When I first started working on the new pieces that I have since sent out to Cappaert Contemporary and Lark and Key Gallery for spring shows, I needed to start small and with what is comfortable for me. It’s like easing my way in to the work flow. The comfortable process for me is the small format mixed media that I have done for years, especially when I used to make my hand bound mixed media cover journals all the time. Below is the first iteration of Anywhere and Everywhere. I created this back in early March.
When I was in college I majored in Communication Sciences and Disorders and I had many classes about brain development and how we learn and process the world. I loved my classes as I have always been fascinated with languages too and a lot of my studies focused around how language skills are developed in children. Language is a fundamental way in how humans process the world. Language and communication though is so much more than just words. The way we communicate visually has its own developmental steps. I was thinking about that when I worked on this collage. Especially when I added that blue line of paint at the top edge.
I once had to collect drawings from a bunch of kids at a local elementary school in different grades to study symbolic development and I loved how at the younger years they all would draw a blue line at the top of the page to symbolize sky. Then a big yellow circle with rays fanning out from it. Eventually they would figure out using the “M” shape to symbolize birds in flight.
With a very young group of kids I had to collect samples of drawings and I’d give them a sheet of paper to fill up and there’d always be a kid who would just scribble in the middle of the big white sheet and be like- I’m done! And I would have to cajole them into drawing a little bit more.

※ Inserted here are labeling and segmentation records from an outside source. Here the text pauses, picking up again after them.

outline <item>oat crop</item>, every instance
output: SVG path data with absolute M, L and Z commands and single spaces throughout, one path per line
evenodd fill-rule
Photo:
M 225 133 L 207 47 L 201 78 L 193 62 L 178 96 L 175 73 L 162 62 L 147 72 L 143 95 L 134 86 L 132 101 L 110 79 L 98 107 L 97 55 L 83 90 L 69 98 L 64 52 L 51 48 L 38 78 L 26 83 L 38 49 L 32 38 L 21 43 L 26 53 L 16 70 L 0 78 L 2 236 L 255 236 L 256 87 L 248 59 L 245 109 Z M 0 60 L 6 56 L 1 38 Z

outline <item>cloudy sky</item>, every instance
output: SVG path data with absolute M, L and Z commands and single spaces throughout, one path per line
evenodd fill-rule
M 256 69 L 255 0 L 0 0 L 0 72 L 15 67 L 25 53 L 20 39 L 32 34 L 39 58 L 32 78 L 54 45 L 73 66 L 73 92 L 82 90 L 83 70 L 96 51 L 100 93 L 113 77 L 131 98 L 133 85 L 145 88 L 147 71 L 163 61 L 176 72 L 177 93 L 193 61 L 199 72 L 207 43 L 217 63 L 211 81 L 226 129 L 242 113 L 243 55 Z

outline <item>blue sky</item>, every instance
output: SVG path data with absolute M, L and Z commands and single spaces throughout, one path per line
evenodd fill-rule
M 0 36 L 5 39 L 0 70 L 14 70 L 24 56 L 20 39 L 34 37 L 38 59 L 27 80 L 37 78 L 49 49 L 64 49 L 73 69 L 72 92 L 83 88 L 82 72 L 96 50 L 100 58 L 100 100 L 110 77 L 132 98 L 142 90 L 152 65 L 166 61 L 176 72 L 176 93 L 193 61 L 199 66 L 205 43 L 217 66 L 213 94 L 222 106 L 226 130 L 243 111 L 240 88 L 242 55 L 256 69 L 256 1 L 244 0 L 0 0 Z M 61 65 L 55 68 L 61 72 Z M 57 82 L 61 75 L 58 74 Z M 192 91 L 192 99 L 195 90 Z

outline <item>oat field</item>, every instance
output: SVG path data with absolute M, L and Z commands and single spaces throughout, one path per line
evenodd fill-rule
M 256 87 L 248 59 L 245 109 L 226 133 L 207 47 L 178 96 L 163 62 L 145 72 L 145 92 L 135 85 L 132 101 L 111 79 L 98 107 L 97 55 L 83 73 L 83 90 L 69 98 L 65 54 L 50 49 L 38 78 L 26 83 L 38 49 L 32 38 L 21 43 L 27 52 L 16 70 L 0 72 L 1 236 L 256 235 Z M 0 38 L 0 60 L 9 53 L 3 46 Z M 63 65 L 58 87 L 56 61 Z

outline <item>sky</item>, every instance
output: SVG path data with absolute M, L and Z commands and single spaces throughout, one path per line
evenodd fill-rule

Later in my studies, I had chosen to focus on Learning Disabilities. When I had to do clinicals, I remember this one red haired and freckled boy who had severe processing issues, dyslexia as well as math and spatial learning disabilities. Because school was so difficult for him, he had a lot of anger and when we would ask him to engage, a thick invisible wall would go up between us. My professor and grad student supervisor were like, Bridgette, you need to figure out a way to reach him. I was like, uh, ok, I’m only 20 years old….I had no idea what would work. At the next clinic I had to run it independently with the professor and grad student observing through a one way window/mirror. I was running out of ideas to get him interested as well as understand the lesson and I reached for the dry erase marker and went to the board and started drawing an airplane. I don’t remember why I drew an airplane, but I remember it clearly. We continued on and finished our objective. Afterwards my professor and supervisor were so excited. They said that when I started drawing, the angry red haired boy, actually looked up and watched me carefully and uncrossed his arms. It was the first time in weeks that anyone had been able to penetrate that invisible wall.
There had been other times when I would draw something for young kids they would all hush down quietly and actually get still, like I was a powerful magician, casting a spell. Which anyone who has to wrangle a bunch of little kids with lots of energy knows, was a bit like magic. The creative process is so fascinating and it’s so integral to what makes us human. And I believe there is something magical about it.
I created the original collage on the inside of an old school book cover.
I bound up the original collage into a journal. And then, I decided to mute the whole piece with one of my birds in flight images dipped in encaustic medium and adhered it over the original collage. But the original scribbles and ink splatters are still there, just under the layer of birds, who sort of look like flying Ms. Just a tad.